La fabbrica di mattoni in Centrafrica. «Il primo lo ha comprato papa Francesco»

Padre Federico Trinchero, missionario carmelitano a Bangui, presenta il piccolo cantiere per la fabbricazione di mattoni avviato presso il suo monastero.

Articolo tratto dall’Osservatore romano – «Se c’è un paese da costruire, ci siamo chiesti, perché non provare a produrre mattoni? Mattoni veri, mattoni nuovi, mattoni forti, più forti della guerra». Parole di padre Federico Trinchero, missionario carmelitano a Bangui, che presenta così il piccolo cantiere per la fabbricazione di mattoni avviato presso il suo monastero. E rivela: «Forse non ci crederete, ma il nostro primo cliente è stato addirittura Papa Francesco». Infatti, spiega all’agenzia Fides, «da alcuni mesi, in seguito a un esplicito desiderio del Papa, dopo la sua visita nella Repubblica Centrafricana nel 2015, è in corso a Bangui la costruzione di un centro per i malnutriti. I lavori sono seguiti dalla nunziatura apostolica e un piccolo edificio è stato realizzato proprio con i mattoni prodotti al carmelo. Come primo cliente, quindi, non c’è male».

«Si tratta — dice padre Trinchero — di un piccolo sogno che coltivavamo da anni e che, grazie ad alcune fortunate coincidenze, e all’aiuto di diverse persone, siamo finalmente riusciti a realizzare». Non c’è dubbio, afferma il missionario, «che il Centrafrica, dopo ormai cinque anni di guerra e molti di più di malgoverno, sia un paese da ricostruire, o, più onestamente, da costruire per la prima volta, lo dicono tutti. Su come questa ricostruzione debba iniziare, e da dove sia meglio partire, le opinioni si sprecano. C’è poi chi si ostina a continuare la guerra, distruggendo quel poco che si era costruito in quasi sessant’anni di indipendenza. Per fortuna c’è anche chi si ostina a credere che il paese non sia condannato alla guerra e che sia possibile, discretamente e con determinazione, costruire piccoli cantieri di pace e di speranza».

Un cantiere, appunto. Che necessita di mattoni.

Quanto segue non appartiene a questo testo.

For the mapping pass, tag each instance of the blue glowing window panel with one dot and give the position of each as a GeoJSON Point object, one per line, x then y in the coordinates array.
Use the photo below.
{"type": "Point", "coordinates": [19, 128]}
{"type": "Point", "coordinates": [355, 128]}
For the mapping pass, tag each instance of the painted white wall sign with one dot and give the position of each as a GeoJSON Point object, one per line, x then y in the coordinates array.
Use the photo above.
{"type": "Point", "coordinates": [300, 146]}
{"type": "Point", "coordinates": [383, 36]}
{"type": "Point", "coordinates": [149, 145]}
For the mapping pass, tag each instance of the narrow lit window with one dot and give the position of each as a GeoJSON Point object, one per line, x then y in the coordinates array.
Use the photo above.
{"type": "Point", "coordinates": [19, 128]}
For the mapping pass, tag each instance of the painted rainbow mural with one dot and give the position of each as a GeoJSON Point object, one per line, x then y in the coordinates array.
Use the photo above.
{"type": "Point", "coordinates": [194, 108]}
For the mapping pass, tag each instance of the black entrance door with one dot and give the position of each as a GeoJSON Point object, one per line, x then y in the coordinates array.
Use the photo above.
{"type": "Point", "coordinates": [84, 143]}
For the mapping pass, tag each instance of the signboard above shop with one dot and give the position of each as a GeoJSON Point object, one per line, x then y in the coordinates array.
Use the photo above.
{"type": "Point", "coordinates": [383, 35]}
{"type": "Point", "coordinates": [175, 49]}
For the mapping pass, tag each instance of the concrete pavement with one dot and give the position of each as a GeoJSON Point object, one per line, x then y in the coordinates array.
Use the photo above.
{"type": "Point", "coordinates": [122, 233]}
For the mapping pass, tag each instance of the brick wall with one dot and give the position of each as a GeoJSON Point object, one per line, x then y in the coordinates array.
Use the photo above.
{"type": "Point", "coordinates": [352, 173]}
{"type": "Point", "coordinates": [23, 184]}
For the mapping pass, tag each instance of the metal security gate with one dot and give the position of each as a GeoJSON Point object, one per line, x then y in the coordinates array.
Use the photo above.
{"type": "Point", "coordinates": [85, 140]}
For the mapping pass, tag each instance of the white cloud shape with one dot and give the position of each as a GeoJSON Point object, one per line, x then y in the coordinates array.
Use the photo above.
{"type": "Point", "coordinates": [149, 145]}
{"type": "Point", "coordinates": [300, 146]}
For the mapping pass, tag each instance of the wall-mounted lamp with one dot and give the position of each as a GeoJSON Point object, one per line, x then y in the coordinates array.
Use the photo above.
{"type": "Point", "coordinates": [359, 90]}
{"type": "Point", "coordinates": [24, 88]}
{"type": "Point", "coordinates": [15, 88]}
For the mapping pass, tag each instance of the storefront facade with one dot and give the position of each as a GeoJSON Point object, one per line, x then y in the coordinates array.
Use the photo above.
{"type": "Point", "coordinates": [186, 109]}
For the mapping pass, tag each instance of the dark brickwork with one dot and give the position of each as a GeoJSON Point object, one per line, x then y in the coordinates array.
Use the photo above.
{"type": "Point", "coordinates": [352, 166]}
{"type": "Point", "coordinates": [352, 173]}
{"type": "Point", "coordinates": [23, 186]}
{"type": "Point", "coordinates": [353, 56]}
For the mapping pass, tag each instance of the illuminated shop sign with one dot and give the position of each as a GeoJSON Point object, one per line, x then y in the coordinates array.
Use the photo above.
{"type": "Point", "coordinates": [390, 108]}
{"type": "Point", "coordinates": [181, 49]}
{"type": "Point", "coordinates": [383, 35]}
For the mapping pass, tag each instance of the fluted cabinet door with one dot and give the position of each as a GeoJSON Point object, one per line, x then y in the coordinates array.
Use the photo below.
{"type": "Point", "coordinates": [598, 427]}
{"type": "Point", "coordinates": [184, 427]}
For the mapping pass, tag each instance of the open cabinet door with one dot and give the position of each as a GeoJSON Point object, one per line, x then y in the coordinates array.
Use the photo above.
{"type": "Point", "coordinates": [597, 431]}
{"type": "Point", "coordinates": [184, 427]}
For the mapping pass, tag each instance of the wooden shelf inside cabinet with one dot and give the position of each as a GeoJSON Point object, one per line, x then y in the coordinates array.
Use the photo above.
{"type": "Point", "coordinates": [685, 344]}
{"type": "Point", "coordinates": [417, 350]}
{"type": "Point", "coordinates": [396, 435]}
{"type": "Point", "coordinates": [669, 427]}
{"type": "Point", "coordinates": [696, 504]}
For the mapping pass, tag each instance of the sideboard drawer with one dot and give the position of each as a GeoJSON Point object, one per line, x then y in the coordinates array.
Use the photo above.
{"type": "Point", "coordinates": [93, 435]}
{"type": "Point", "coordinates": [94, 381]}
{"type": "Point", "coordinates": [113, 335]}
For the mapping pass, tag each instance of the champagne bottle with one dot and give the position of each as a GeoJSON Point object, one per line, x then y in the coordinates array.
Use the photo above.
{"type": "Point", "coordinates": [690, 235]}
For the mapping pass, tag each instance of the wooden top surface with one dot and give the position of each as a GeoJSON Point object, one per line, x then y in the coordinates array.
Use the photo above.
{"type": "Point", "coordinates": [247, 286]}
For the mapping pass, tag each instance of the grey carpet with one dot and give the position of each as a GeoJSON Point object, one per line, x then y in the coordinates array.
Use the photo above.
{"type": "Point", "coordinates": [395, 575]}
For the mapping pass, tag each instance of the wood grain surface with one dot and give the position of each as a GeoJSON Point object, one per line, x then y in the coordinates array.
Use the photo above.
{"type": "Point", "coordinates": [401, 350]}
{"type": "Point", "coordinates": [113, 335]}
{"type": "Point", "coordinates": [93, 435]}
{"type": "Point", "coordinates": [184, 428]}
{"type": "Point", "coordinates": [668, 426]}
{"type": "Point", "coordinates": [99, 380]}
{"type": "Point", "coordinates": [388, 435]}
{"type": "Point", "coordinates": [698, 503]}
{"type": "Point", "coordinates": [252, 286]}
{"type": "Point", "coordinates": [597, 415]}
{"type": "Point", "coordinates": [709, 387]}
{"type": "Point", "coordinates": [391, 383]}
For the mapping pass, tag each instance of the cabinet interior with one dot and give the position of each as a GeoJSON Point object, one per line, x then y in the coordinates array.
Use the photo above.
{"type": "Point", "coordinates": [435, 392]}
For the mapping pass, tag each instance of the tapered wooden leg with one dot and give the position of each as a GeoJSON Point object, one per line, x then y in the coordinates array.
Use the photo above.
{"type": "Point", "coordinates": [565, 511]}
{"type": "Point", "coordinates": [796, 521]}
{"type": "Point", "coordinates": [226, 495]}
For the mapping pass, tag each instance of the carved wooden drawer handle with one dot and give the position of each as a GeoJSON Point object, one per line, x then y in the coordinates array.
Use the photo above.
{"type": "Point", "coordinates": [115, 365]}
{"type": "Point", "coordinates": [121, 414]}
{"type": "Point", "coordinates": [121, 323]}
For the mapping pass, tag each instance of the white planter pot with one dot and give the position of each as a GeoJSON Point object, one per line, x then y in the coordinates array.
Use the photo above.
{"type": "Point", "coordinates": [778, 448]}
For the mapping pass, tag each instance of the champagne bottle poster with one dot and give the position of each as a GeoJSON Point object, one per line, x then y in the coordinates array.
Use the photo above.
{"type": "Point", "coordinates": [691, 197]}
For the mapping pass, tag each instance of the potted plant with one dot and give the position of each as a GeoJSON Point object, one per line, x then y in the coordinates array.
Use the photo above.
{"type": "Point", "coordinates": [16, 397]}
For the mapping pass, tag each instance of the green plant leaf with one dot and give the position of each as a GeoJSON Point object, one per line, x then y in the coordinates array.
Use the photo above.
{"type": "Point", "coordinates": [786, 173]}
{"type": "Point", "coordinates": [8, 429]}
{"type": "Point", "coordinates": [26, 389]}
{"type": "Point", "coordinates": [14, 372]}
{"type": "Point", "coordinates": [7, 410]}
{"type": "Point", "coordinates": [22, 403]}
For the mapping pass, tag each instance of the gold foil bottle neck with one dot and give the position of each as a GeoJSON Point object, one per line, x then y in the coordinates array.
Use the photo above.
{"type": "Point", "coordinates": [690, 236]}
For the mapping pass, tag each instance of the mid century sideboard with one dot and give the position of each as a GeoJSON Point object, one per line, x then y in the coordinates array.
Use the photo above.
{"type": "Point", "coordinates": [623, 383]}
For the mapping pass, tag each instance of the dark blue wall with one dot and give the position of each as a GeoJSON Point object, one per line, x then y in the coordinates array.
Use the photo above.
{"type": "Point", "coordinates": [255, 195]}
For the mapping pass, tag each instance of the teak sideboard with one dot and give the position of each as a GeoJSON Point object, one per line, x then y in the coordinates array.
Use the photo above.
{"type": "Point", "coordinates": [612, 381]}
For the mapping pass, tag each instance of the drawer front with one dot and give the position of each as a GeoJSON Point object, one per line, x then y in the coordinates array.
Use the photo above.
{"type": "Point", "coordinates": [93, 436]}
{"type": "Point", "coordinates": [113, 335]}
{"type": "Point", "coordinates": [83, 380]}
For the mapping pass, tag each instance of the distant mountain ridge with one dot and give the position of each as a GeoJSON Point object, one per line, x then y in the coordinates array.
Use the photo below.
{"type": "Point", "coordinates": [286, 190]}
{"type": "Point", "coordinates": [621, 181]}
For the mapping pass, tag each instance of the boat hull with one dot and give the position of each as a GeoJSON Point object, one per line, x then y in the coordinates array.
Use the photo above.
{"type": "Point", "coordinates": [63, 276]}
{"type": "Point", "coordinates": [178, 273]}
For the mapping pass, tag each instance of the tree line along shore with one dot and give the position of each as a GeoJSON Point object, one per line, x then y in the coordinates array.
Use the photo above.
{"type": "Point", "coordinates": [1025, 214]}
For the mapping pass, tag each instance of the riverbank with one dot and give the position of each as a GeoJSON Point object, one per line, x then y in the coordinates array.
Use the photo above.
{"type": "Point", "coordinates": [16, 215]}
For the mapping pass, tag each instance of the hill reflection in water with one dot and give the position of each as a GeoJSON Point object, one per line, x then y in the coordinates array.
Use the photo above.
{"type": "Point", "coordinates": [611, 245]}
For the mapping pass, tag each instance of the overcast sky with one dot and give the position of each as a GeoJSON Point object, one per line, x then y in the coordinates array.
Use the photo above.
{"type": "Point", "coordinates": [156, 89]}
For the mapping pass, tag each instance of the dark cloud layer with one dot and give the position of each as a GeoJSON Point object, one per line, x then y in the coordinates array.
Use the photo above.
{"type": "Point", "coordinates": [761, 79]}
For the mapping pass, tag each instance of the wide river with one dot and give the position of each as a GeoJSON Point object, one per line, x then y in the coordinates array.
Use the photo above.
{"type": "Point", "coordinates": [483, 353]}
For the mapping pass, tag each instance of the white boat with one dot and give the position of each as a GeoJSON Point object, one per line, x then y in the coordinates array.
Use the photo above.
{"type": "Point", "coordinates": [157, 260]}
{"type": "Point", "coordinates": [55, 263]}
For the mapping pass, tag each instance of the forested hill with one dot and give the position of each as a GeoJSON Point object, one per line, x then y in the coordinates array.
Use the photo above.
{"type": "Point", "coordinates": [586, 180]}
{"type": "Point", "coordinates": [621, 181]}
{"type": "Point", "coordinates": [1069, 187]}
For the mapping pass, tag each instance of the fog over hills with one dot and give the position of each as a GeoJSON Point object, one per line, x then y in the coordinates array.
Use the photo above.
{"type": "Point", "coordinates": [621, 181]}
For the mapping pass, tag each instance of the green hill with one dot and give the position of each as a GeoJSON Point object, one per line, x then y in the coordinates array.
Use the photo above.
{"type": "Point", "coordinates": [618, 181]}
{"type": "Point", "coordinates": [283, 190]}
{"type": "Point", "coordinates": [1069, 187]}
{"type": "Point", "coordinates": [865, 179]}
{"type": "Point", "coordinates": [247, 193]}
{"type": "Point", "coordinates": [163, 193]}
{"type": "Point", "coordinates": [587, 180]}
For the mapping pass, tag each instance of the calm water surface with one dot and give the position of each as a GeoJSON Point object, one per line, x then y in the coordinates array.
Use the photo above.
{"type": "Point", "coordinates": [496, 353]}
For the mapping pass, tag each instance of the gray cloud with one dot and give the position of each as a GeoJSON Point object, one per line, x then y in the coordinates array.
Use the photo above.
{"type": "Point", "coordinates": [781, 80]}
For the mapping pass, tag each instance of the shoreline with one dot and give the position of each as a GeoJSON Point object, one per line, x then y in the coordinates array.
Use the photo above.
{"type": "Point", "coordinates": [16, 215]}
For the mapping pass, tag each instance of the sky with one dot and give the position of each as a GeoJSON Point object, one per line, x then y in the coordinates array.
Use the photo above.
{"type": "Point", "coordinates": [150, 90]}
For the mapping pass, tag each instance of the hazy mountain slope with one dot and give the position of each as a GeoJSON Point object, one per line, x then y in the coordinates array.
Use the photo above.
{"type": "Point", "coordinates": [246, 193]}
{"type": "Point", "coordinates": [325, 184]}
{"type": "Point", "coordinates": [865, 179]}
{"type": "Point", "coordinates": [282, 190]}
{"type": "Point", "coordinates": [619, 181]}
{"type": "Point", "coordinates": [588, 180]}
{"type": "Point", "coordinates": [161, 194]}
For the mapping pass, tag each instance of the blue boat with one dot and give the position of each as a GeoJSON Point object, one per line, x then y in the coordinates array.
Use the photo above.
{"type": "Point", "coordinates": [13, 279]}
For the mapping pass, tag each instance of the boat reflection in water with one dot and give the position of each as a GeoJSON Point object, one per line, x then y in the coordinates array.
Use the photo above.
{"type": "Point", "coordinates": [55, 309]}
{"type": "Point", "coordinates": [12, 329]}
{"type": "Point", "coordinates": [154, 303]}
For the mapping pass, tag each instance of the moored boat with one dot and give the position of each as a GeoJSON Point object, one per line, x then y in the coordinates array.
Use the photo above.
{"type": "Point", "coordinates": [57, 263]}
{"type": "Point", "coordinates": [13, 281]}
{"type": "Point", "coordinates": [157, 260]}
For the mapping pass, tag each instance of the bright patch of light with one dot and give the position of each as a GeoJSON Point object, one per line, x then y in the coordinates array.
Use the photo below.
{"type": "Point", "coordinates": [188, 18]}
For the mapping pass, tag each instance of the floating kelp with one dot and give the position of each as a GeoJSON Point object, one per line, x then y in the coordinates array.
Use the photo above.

L’acquisto dei macchinari e l’avvio della produzione sono stati possibili grazie al contributo di un’associazione francese fondata da due fratelli sacerdoti, uno dei quali scomparso recentemente, già missionari tra i lebbrosi del Camerun. E anche grazie e a un finanziamento della Conferenza episcopale italiana.
«I mattoni sono destinati alle costruzioni delle nostre missioni, ma anche alla vendita», dice il missionario che spiega come «quest’attività abbia per noi un doppio valore simbolico. In primis un piccolo ma concreto contributo nell’opera di ricostruzione del paese, attraverso la creazione di luoghi di formazione come appunto vorrebbero essere il cantiere della produzione dei mattoni e la scuola agricola. Inoltre, la maggior parte degli operai che hanno partecipato alla formazione, e ora producono mattoni o lavorano sul cantiere, sono ex profughi ospitati nel nostro carmelo». E qui si collega quello che padre Trinchero indica come il «secondo valore simbolico». Infatti, spiega, «quando i primi missionari francesi arrivarono in Centrafrica, a fine ottocento, una delle prime attività installate nelle missioni erano delle fornaci per la cottura dei mattoni con i quali costruirono chiese, case, scuole, dispensari e cattedrali. Dopo più di un secolo la nostra comunità riprende discretamente quest’attività, collegandoci idealmente a quei primi missionari».